The general form of an option of x * y is a * y + x * b - a * b.

If the boolean argument is false, all signs are flipped.

Equations

• LGame.MulTy.mulOption b x y = {(b, y.1, x.2), (b, x.1, y.2), (!b, y.1, y.2)}

@[simp]

theorem LGame.MulTy.neg_mulOption {α : Type v} {β : Type w} (b : Bool) (x y : α × β) : -mulOption b x y = mulOption (!b) x y

@[simp]

theorem LGame.MulTy.swap_mulOption {α : Type v} {β : Type w} (b : Bool) (x y : α × β) : (mulOption b x y).swap = mulOption b x.swap y.swap

theorem LGame.MulTy.mulOption_eq_add {α : Type v} {β : Type w} (b : Bool) (x y : α × β) : mulOption b x y = {(b, y.1, x.2)} + {(b, x.1, y.2)} + {(!b, y.1, y.2)}

def LGame.MulTy.leftMovesSet {α : Type v} {β : Type w} (leftMovesα rightMovesα : α → Set α) (leftMovesβ rightMovesβ : β → Set β) (x : Bool × α × β) : Set (α × β)
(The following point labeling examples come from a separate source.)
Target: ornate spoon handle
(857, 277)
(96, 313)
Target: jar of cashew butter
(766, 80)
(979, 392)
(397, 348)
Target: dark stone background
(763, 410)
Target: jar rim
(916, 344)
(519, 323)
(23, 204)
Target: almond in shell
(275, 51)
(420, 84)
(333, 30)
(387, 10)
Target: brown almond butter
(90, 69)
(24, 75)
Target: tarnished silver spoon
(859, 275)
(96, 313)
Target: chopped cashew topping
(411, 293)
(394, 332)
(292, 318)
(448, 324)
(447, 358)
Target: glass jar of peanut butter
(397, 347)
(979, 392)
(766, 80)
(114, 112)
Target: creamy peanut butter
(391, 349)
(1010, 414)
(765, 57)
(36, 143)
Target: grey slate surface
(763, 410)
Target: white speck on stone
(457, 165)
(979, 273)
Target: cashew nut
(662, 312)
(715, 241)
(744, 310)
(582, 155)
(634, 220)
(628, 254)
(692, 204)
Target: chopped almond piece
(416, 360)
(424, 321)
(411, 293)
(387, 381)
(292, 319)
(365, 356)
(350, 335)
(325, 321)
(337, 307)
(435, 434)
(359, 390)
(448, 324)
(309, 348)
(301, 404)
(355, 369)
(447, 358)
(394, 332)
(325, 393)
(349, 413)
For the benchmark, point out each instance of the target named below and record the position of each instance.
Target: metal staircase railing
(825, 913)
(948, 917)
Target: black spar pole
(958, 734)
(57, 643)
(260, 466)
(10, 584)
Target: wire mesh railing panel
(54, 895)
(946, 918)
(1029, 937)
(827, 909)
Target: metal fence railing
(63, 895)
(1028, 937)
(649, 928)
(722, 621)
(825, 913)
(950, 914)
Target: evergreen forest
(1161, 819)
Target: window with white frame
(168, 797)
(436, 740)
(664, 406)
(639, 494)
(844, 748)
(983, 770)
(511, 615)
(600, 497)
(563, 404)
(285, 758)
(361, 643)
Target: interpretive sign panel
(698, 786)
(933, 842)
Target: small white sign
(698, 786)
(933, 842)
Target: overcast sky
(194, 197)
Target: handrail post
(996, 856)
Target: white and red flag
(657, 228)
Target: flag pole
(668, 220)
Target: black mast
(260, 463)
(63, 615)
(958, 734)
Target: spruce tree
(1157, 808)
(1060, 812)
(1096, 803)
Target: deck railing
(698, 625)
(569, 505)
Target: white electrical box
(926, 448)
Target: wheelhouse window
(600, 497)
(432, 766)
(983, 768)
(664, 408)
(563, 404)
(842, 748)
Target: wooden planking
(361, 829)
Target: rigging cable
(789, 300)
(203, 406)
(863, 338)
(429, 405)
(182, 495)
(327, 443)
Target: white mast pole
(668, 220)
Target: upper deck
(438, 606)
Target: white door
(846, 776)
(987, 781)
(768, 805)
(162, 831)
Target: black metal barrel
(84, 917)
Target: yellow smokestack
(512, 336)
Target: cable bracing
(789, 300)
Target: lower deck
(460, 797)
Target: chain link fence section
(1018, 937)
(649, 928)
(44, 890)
The set of pairs α × β used in leftMovesSingle.

Equations

• One or more equations did not get rendered due to their size.

def LGame.MulTy.rightMovesSet {α : Type v} {β : Type w} (leftMovesα rightMovesα : α → Set α) (leftMovesβ rightMovesβ : β → Set β) (x : Bool × α × β) : Set (α × β)

The set of pairs α × β used in rightMovesSingle.

Equations

• LGame.MulTy.rightMovesSet leftMovesα rightMovesα leftMovesβ rightMovesβ x = LGame.MulTy.leftMovesSet leftMovesα rightMovesα leftMovesβ rightMovesβ (!x.1, x.2)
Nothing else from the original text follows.